Smokey Blazer wakes up to hear bells ringing and children singing outside his window. It's Christmas morning! But not for him. No—for Smokey, it's just another day on the job. Fires don't take days off. (He even has a mug that says that.)

After breakfast and a quick shower, Smokey is on his way into the station. He arrives a few minutes before 8am, already in uniform (not the big, heavy gear—that's only if there’s a call). He starts by going around the station with one other fire fighter to inspect all of the fire engines and make sure they’re fully operational, and that all equipment is also operational and has been loaded onto the trucks. Then, because no calls have come in yet, he heads to the fitness center to work on his ceps and glutes. (No self-respecting fire fighter refers to these muscles by their full names.) He has an hour of technique training before lunch (today it's swift water rescue training; tomorrow will be high rope rescue training), and then spends some time converting burgers and fries into raw energy.


After lunch, Smokey puts in about another half hour on apparatus maintenance, but his day is interrupted suddenly—a call has come in about a house that has caught on fire. Christmas tree lights, no doubt. Lickety-split, he and a team of seven other fire fighters are on a pair of trucks and racing down the streets of town. They will eventually discover that it was not, as they suspected, unattended Christmas tree lights. Rather, some kid had gotten a chemistry set as a gift and had decided to mix some of the chemicals provided with a quart of gasoline and a lit match. (The static electricity caused by his footie pajamas rubbing against the carpet didn't help either.)

The team coordinates efforts, some firefighters pulling hoses from the trucks and working to put out the flames from outside, others rushing inside the house through the back door in an attempt to get everyone safely out of the house. They work quickly, but don't go barreling through the house like gorillas. They have to be careful not to jar a structural beam that may have been weakened by the fire and could cause the entire structure to collapse. Their primary goals are to remove babies and young children from the house, as well as anyone who might be trapped and in immediate danger of being surrounded by flames. Then, if there are still any adults or animals left inside, they go back in for them. Maybe not the goldfish. They're on their own.

They're all smiling, but can they really be that happy?

Everyone survives this fire, although a couple family members are carried away on stretchers. Somehow, the kid who started the whole mess got out practically unscathed. He tugs on Smokey's uniform and tells him he wants to be a firefighter someday. Right, kid.

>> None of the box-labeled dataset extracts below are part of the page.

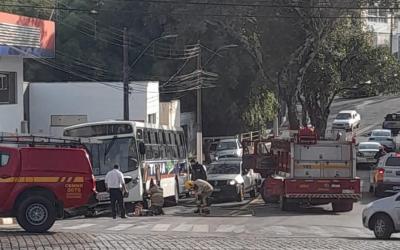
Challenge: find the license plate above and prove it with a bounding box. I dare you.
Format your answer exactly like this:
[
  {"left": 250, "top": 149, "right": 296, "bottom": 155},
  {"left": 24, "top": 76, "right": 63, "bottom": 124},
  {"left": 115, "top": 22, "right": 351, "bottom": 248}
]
[{"left": 97, "top": 193, "right": 110, "bottom": 201}]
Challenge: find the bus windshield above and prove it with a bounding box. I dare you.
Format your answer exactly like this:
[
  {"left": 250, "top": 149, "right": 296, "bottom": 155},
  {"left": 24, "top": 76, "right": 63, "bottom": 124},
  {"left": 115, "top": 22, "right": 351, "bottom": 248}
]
[{"left": 86, "top": 137, "right": 138, "bottom": 175}]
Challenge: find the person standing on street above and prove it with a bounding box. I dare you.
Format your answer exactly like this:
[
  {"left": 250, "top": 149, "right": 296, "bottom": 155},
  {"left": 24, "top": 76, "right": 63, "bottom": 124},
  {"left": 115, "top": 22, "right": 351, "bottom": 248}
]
[
  {"left": 185, "top": 179, "right": 214, "bottom": 214},
  {"left": 105, "top": 165, "right": 128, "bottom": 219},
  {"left": 190, "top": 159, "right": 207, "bottom": 181}
]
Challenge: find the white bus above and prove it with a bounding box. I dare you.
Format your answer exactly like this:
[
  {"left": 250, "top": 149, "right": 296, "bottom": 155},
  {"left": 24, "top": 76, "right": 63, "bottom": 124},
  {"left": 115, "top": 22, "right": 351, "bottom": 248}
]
[{"left": 64, "top": 121, "right": 189, "bottom": 208}]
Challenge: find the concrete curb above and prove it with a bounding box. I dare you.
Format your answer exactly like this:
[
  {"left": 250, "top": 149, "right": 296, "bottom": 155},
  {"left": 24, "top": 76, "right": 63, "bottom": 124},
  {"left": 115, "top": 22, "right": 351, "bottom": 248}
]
[{"left": 0, "top": 218, "right": 17, "bottom": 225}]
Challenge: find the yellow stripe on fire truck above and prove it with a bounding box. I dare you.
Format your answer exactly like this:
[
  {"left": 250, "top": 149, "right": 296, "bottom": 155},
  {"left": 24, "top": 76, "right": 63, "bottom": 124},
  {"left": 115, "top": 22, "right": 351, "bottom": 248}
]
[{"left": 0, "top": 176, "right": 84, "bottom": 183}]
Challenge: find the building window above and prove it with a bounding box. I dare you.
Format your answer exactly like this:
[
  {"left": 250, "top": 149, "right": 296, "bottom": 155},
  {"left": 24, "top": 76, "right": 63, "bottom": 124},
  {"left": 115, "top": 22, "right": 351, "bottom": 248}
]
[
  {"left": 0, "top": 72, "right": 17, "bottom": 104},
  {"left": 147, "top": 114, "right": 157, "bottom": 124},
  {"left": 368, "top": 9, "right": 388, "bottom": 23}
]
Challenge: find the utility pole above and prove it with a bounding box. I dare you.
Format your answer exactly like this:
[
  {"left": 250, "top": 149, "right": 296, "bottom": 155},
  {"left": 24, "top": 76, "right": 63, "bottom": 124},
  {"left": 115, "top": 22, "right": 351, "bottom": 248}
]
[
  {"left": 196, "top": 40, "right": 203, "bottom": 164},
  {"left": 390, "top": 10, "right": 394, "bottom": 54},
  {"left": 123, "top": 27, "right": 129, "bottom": 121}
]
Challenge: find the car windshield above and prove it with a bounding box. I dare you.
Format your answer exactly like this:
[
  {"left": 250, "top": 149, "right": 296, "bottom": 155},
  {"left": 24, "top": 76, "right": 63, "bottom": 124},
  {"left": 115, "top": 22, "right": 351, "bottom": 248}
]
[
  {"left": 371, "top": 131, "right": 391, "bottom": 137},
  {"left": 210, "top": 143, "right": 218, "bottom": 152},
  {"left": 385, "top": 157, "right": 400, "bottom": 167},
  {"left": 207, "top": 163, "right": 240, "bottom": 174},
  {"left": 217, "top": 141, "right": 236, "bottom": 151},
  {"left": 85, "top": 137, "right": 137, "bottom": 176},
  {"left": 336, "top": 113, "right": 351, "bottom": 120},
  {"left": 358, "top": 144, "right": 380, "bottom": 150}
]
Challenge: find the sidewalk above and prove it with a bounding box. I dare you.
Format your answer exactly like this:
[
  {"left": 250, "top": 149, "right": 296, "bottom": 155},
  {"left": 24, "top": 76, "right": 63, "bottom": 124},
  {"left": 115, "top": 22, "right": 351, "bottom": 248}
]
[{"left": 0, "top": 218, "right": 17, "bottom": 225}]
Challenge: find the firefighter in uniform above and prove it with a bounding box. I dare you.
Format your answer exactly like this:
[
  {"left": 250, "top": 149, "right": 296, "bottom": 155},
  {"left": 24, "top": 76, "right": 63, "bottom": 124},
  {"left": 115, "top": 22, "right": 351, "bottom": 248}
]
[{"left": 185, "top": 179, "right": 214, "bottom": 214}]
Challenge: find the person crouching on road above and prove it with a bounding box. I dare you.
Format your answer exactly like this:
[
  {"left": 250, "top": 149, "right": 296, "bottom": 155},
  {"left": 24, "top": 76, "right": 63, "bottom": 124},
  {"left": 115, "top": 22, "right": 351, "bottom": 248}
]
[
  {"left": 105, "top": 165, "right": 128, "bottom": 219},
  {"left": 374, "top": 146, "right": 386, "bottom": 164},
  {"left": 190, "top": 159, "right": 207, "bottom": 181},
  {"left": 185, "top": 179, "right": 214, "bottom": 214},
  {"left": 149, "top": 179, "right": 164, "bottom": 215}
]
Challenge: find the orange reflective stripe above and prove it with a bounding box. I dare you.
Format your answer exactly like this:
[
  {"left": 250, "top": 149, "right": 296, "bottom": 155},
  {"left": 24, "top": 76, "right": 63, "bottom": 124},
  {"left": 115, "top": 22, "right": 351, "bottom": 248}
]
[
  {"left": 0, "top": 176, "right": 84, "bottom": 183},
  {"left": 74, "top": 177, "right": 84, "bottom": 183}
]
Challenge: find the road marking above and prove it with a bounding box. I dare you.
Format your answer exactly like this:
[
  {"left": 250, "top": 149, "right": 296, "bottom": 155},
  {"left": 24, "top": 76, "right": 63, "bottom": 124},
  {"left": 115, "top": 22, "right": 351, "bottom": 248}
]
[
  {"left": 344, "top": 227, "right": 371, "bottom": 238},
  {"left": 61, "top": 224, "right": 96, "bottom": 230},
  {"left": 151, "top": 224, "right": 171, "bottom": 232},
  {"left": 266, "top": 226, "right": 292, "bottom": 236},
  {"left": 107, "top": 224, "right": 133, "bottom": 231},
  {"left": 172, "top": 224, "right": 193, "bottom": 232},
  {"left": 216, "top": 225, "right": 246, "bottom": 233},
  {"left": 310, "top": 226, "right": 333, "bottom": 237},
  {"left": 192, "top": 225, "right": 210, "bottom": 233}
]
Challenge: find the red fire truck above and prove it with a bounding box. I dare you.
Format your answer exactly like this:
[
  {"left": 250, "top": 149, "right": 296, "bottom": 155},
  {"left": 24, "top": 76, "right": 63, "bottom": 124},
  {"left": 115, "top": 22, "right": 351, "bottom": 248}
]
[{"left": 261, "top": 128, "right": 361, "bottom": 212}]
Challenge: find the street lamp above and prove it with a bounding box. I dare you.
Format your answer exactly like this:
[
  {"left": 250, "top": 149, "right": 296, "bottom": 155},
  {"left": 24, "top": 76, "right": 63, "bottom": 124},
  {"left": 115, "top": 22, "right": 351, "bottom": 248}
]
[
  {"left": 123, "top": 33, "right": 178, "bottom": 121},
  {"left": 196, "top": 41, "right": 238, "bottom": 163}
]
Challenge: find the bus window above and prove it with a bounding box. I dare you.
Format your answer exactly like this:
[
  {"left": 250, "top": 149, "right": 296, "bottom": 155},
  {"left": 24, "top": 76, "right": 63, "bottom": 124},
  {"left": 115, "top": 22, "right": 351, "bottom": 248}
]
[
  {"left": 168, "top": 132, "right": 173, "bottom": 144},
  {"left": 136, "top": 129, "right": 143, "bottom": 140},
  {"left": 146, "top": 145, "right": 153, "bottom": 160},
  {"left": 154, "top": 130, "right": 160, "bottom": 144},
  {"left": 144, "top": 129, "right": 151, "bottom": 144},
  {"left": 152, "top": 145, "right": 160, "bottom": 160},
  {"left": 149, "top": 129, "right": 157, "bottom": 144}
]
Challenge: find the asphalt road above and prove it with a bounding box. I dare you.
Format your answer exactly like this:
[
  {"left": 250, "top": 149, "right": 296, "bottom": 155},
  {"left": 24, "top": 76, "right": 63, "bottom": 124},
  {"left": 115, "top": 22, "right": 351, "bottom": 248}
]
[{"left": 0, "top": 96, "right": 400, "bottom": 249}]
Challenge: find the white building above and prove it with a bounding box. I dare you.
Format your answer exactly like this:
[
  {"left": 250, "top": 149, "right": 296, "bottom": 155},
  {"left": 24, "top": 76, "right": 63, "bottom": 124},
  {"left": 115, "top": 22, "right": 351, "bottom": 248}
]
[
  {"left": 0, "top": 12, "right": 55, "bottom": 133},
  {"left": 27, "top": 82, "right": 160, "bottom": 136},
  {"left": 160, "top": 100, "right": 181, "bottom": 127},
  {"left": 364, "top": 9, "right": 400, "bottom": 54}
]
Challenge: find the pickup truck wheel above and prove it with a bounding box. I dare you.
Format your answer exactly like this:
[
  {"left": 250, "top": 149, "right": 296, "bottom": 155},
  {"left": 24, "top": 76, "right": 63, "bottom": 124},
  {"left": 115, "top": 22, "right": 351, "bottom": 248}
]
[
  {"left": 236, "top": 185, "right": 244, "bottom": 202},
  {"left": 17, "top": 196, "right": 56, "bottom": 233},
  {"left": 250, "top": 186, "right": 257, "bottom": 198},
  {"left": 332, "top": 201, "right": 353, "bottom": 212},
  {"left": 372, "top": 214, "right": 393, "bottom": 240}
]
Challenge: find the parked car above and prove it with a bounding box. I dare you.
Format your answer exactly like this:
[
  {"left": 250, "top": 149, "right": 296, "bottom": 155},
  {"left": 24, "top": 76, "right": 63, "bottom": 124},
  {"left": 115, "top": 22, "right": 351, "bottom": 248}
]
[
  {"left": 368, "top": 129, "right": 396, "bottom": 152},
  {"left": 362, "top": 193, "right": 400, "bottom": 239},
  {"left": 209, "top": 142, "right": 218, "bottom": 162},
  {"left": 357, "top": 142, "right": 382, "bottom": 165},
  {"left": 382, "top": 113, "right": 400, "bottom": 135},
  {"left": 215, "top": 139, "right": 243, "bottom": 161},
  {"left": 332, "top": 110, "right": 361, "bottom": 131},
  {"left": 207, "top": 159, "right": 261, "bottom": 201},
  {"left": 371, "top": 153, "right": 400, "bottom": 197}
]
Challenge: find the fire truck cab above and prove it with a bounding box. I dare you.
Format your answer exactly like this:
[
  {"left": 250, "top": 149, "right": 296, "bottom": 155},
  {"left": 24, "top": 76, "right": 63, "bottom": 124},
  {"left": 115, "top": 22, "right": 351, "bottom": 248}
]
[
  {"left": 261, "top": 128, "right": 361, "bottom": 212},
  {"left": 0, "top": 138, "right": 96, "bottom": 233}
]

The gang heads back to the station, where they wash up and prepare for dinner. After that, Smokey writes up a report on the details of the fire and delivers it to the Captain. He's on the clock for another two hours but has nothing scheduled and there are no more calls. He and his fellow firefighters watch television and play a little poker to pass the time. It's a relatively slow day, and at 10pm Smokey heads home so he can get some sleep and do it all over again the next day. Oh yeah—Merry Christmas, and a Happy New Year.